Investors in the round include Chalmers Ventures, the start-up venture arm of the Chalmers University of Technology, Aqua-Spark, a Dutch investment company with a focus on sustainable aquaculture, Swedish venture capital, and business development agency Almi Invest and Almi Invest Greentech, Formica Ventures, Mark Hartney, and Gladium AB.

Chalmers Ventures has worked with the company from the start and is impressed with how they have taken the step from research to commercialization. We look forward to following the company closely in an exciting phase with continued expansion and upscaling with a focus on sustainability, said Andreas Höye, Investment Director at Chalmers Ventures.

Exploit light manipulating properties

Swedish Algae Factory is extracting a high-tech material from silica algae, a relatively untapped renewable resource. The material has exceptional light manipulating properties as well as the ability to absorb or release particles depending on the surrounding environment.

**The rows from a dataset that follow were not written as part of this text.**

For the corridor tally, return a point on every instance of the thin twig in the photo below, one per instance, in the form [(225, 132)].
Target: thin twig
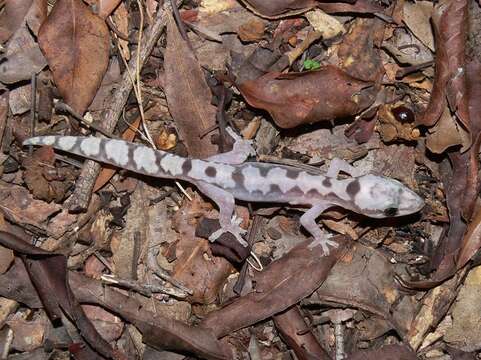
[(83, 190), (33, 107), (60, 106)]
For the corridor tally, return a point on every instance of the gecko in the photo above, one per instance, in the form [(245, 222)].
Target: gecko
[(228, 176)]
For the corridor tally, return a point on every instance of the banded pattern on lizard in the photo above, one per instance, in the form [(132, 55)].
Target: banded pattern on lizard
[(226, 177)]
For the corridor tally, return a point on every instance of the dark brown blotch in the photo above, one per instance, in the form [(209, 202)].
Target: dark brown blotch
[(186, 166), (326, 182), (353, 188), (292, 174), (210, 171)]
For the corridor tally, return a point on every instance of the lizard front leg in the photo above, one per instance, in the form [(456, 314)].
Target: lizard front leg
[(227, 219), (308, 220)]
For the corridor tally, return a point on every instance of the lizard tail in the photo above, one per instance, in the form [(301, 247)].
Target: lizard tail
[(134, 157)]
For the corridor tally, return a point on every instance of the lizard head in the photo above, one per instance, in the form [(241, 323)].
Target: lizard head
[(381, 197)]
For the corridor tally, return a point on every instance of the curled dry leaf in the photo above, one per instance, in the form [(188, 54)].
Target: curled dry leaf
[(196, 267), (275, 8), (188, 95), (328, 26), (106, 7), (282, 284), (20, 207), (76, 45), (391, 129), (13, 16), (43, 180), (416, 17), (23, 58), (450, 21), (300, 98), (359, 51), (48, 271)]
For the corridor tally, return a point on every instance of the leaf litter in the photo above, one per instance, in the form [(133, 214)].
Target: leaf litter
[(392, 87)]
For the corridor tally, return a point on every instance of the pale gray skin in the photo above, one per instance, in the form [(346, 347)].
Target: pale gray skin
[(226, 177)]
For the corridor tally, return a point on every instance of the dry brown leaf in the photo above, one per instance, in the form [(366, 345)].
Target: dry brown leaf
[(391, 129), (359, 51), (107, 6), (327, 25), (447, 133), (296, 98), (43, 180), (188, 95), (18, 206), (276, 8), (195, 266), (107, 172), (417, 16), (76, 44), (252, 30)]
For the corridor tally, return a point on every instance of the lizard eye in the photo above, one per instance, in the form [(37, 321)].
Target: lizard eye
[(392, 211)]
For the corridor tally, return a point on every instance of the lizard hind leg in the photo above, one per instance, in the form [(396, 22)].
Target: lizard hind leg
[(308, 220), (229, 223)]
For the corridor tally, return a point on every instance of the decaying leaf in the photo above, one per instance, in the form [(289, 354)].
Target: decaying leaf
[(188, 95), (43, 179), (23, 58), (76, 44), (14, 14), (292, 328), (19, 206), (196, 267), (391, 129), (48, 271), (449, 21), (299, 98), (107, 172)]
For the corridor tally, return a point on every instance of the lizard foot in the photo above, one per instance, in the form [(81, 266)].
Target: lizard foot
[(325, 243), (232, 228)]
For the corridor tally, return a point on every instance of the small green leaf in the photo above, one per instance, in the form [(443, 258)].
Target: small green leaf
[(311, 64)]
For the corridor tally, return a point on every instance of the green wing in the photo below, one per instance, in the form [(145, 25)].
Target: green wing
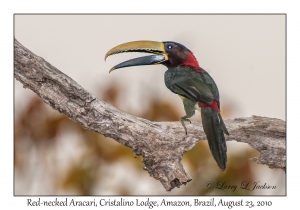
[(187, 83)]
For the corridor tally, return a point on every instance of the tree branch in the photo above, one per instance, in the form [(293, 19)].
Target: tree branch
[(161, 144)]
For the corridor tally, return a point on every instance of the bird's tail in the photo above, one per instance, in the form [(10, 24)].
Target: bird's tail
[(214, 129)]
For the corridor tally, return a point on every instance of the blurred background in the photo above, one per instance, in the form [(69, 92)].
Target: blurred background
[(245, 54)]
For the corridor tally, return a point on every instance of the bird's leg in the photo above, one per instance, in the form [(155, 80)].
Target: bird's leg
[(182, 119)]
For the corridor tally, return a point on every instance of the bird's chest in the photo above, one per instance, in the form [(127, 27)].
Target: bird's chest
[(177, 75)]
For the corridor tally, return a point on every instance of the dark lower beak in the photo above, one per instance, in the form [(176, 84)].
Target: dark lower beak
[(156, 48)]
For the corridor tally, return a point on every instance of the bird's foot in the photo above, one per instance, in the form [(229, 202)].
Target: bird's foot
[(182, 119)]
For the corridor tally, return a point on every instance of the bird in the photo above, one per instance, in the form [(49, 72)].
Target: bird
[(184, 77)]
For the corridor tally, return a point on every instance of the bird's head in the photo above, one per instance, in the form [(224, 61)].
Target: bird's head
[(170, 54)]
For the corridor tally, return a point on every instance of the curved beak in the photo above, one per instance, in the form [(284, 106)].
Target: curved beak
[(156, 48)]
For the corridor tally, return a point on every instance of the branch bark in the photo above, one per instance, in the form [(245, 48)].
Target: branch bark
[(161, 144)]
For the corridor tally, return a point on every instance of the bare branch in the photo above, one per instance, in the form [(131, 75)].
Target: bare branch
[(161, 144)]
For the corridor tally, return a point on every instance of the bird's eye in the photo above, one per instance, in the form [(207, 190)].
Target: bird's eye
[(169, 47)]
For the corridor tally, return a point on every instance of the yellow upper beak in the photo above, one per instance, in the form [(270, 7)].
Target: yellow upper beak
[(138, 46)]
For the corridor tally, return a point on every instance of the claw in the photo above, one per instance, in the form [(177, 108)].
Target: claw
[(182, 119)]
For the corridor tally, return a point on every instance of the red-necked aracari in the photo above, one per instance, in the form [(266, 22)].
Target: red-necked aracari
[(192, 83)]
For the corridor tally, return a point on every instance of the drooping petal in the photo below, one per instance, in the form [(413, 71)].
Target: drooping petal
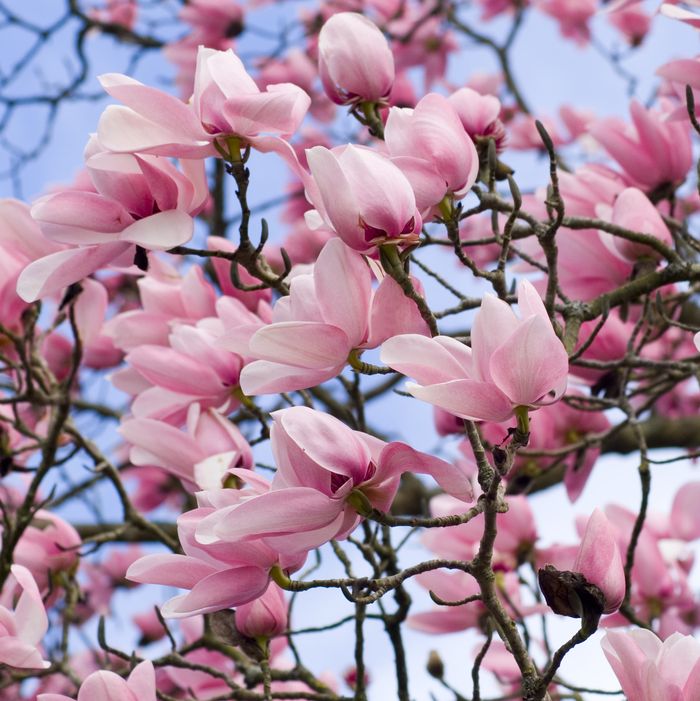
[(343, 289), (52, 273), (160, 231), (172, 570), (304, 344)]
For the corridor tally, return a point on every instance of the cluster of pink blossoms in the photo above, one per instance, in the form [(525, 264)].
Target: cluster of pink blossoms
[(191, 348)]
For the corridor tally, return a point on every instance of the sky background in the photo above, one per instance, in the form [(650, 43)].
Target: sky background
[(552, 73)]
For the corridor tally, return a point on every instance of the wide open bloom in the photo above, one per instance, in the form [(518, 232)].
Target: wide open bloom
[(432, 149), (649, 669), (354, 60), (219, 574), (22, 629), (108, 686), (325, 472), (336, 306), (226, 104), (513, 362), (362, 196), (136, 201)]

There are many uses for silica peel. The material is trademark protected under the name Algica and is of interest to a variety of industries, where it can replace harmful and / or less effective chemical substances.

The material is naturally designed for the capture of visible light, the blocking of harmful UV light and the absorption and delivery of chemical substances. For example, Algica can be used to improve the efficiency of solar panels, as well as for moisturizing, cleaning and UV protection in skincare products.

We are very pleased to now be able to scale up production to meet the growing demand for Algica in the skincare and solar energy industry. We are also pleased to have strong investors with relevant expertise, said Sofie Allert, CEO and co-founder of Swedish Algae Factory.